Обычный зимний вечер. В нем не было ничего особенного, разве что сильный мороз сердито бил по щекам прохожих, чуть ли не силком запихивая их в юркие маршрутки да маленькие магазинчики. Луна все так же светила, как и каждую ночь; звезд же было не видать.
«Прячутся…, — подумала незнакомка, глядя на пустое небо, — наверняка прячутся. А может они боятся? Хотя чего им бояться-то».

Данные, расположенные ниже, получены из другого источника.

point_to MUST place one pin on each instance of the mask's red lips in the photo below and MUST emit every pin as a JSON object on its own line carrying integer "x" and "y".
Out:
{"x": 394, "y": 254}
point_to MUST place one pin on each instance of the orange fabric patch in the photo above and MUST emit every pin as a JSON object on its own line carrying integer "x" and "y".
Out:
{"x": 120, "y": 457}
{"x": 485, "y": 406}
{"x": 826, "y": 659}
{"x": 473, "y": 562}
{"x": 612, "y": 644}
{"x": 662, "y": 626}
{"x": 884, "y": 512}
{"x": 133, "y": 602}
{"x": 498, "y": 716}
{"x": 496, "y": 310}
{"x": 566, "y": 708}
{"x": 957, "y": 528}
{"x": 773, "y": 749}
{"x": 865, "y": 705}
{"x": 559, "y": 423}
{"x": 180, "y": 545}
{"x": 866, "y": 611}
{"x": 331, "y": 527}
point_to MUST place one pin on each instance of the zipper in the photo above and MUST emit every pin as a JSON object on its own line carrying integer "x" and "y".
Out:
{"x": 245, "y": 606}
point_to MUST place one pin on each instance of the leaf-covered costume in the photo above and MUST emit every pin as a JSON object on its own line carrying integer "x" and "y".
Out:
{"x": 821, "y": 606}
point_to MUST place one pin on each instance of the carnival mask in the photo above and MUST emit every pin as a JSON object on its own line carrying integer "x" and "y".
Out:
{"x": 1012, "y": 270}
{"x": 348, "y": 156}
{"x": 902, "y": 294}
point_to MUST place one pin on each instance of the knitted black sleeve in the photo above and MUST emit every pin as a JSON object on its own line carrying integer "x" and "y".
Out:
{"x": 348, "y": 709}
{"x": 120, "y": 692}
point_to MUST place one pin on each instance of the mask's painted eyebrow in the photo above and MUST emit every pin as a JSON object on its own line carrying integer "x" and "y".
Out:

Девушка поправила шарф, шумно выдохнула и покачала головой. Мороз, обступивший ее со всех сторон, внезапно ударил под дых, выбив остатки кислорода из легких; девушка закашлялась. Спрятала нос в капюшон, руки в карманы — и пошла, нет, побежала вперед.
Все люди зимой похожи на пингвинов. Такие же овальные, черно-белые, с красными носами. Они нелепо качаются, переваливаются, падают; вот только они встают, встают до тех пор, пока хотят это делать. Незнакомка, убегающая вперед, ничем не отличалась. До этого она, вообще-то, спешила на праздник, но только вот какой — она сама успела позабыть. Да и не было у. нее задачи это вспомнить — главное в такой мороз добежать до теплого места, а там уже видно будет.
Фонари мягко застилали улицы покрывалом света. Они, пожалуй, были единственными, кто действительно был рад несчастным с улицы — светили в ночи, провожали дальше. Некоторые добродушно подмигивали. В такой мороз никому не хотелось стоять, а они все стояли и светили, словно бы по доброй воле. И хотелось верить в то, что они никогда не перегорят, что они будут светить здесь всегда. А вот чего не хотелось — так это думать о том, что скоро их, тепло улыбающихся, смеющихся в сумерках старичков, демонтируют. Когда-нибудь это ведь должно случится. И если случится, то никто не успеет с ними проститься. Они уйдут тихо, так же тихо, как каждое утро на покой уходит луна, становясь все меньше и меньше, пока окончательно не пропадет с небосвода. Тогда-то улица и ощутит гнетущее, склизкое чувство одиночества.